Let $M^m$ be a smooth manifold. Prove that $\pi:TM\to M$ and $\pi^*:T^*M\to M$ are isomorphic vector bundles using the fact that every manifold admits a riemannian metric.
Here is what I've thought about:
Take $(U_p, X)$ a chart in $p\in U_p\subset M$, then $\left\{\left.\frac{\partial }{\partial x_1} \right|_{u}, \dots, \left.\frac{\partial }{\partial x_m} \right|_{u}\right\}$ is a basis for $T_uM$ and $\{\text{d}x_{1_{u}}, \dots, \text{d}x_{m_{u}}\}$ is a basis for $(T_uM)^*$ for every $u\in U_p$. Define $\phi_p:TU_p \to T^*U_p$ as:
$$\phi_p\left(\sum_{i=1}^{m}a_i\left.\frac{\partial }{\partial x_i} \right|_{u}\right):=\sum_{i=1}^{m}a_i\text{d}x_{i_{u}}.$$
That should give us a local isomorphism. Using a partition of unity, we can define a global isomorphism map $\phi:TM \to T^*M$.
First question: is this correct? Second: how could I possibly use a riemannian metric in this problem?
Any two rank $k$ vector bundles on $X$ are locally isomorphic as they are locally trivial, but these local isomorphisms do not patch together to give a global isomorphism in general.

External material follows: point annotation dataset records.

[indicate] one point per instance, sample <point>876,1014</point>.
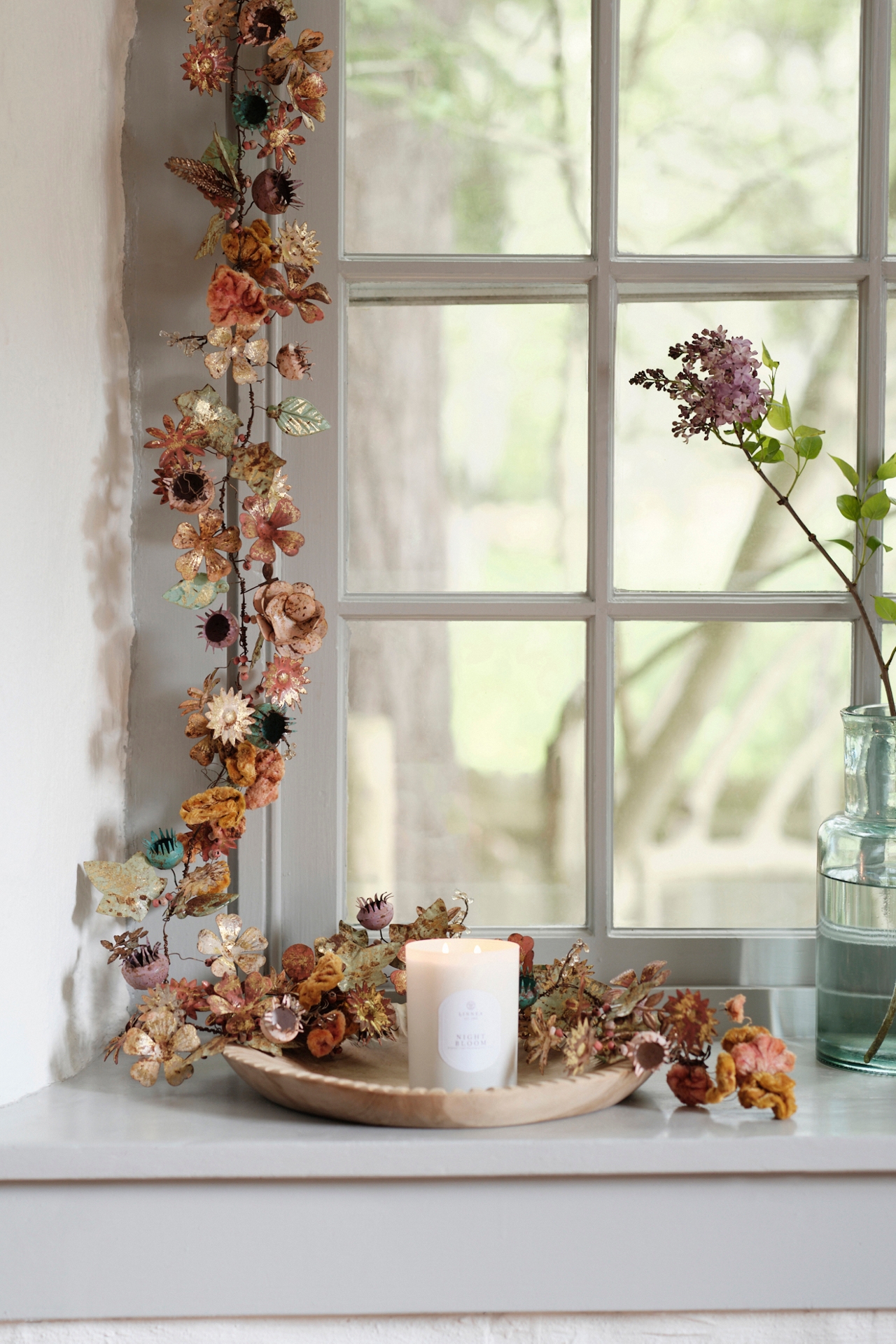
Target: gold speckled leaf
<point>207,409</point>
<point>255,464</point>
<point>298,417</point>
<point>214,234</point>
<point>195,593</point>
<point>127,888</point>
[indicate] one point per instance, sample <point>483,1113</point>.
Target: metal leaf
<point>298,417</point>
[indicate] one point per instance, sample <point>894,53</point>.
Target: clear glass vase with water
<point>856,956</point>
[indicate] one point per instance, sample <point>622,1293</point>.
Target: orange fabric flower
<point>234,299</point>
<point>202,547</point>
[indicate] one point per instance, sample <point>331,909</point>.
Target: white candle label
<point>469,1030</point>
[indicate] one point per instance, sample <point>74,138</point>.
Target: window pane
<point>468,448</point>
<point>468,127</point>
<point>729,756</point>
<point>694,517</point>
<point>739,127</point>
<point>466,766</point>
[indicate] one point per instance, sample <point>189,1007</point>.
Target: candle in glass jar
<point>463,1009</point>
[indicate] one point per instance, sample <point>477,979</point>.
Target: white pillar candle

Instead, let $g$ be a Riemannian metric. Then consider the vector bundle morphism $\Phi : TM \to T^*M$ given by $v \mapsto g(v, \cdot)$. By the non-degeneracy of $g$, you should be able to show that $\Phi$ is injective, then using the fact that $TM$ and $T^*M$ have the same rank, you can conclude $\Phi$ is an isomorphism.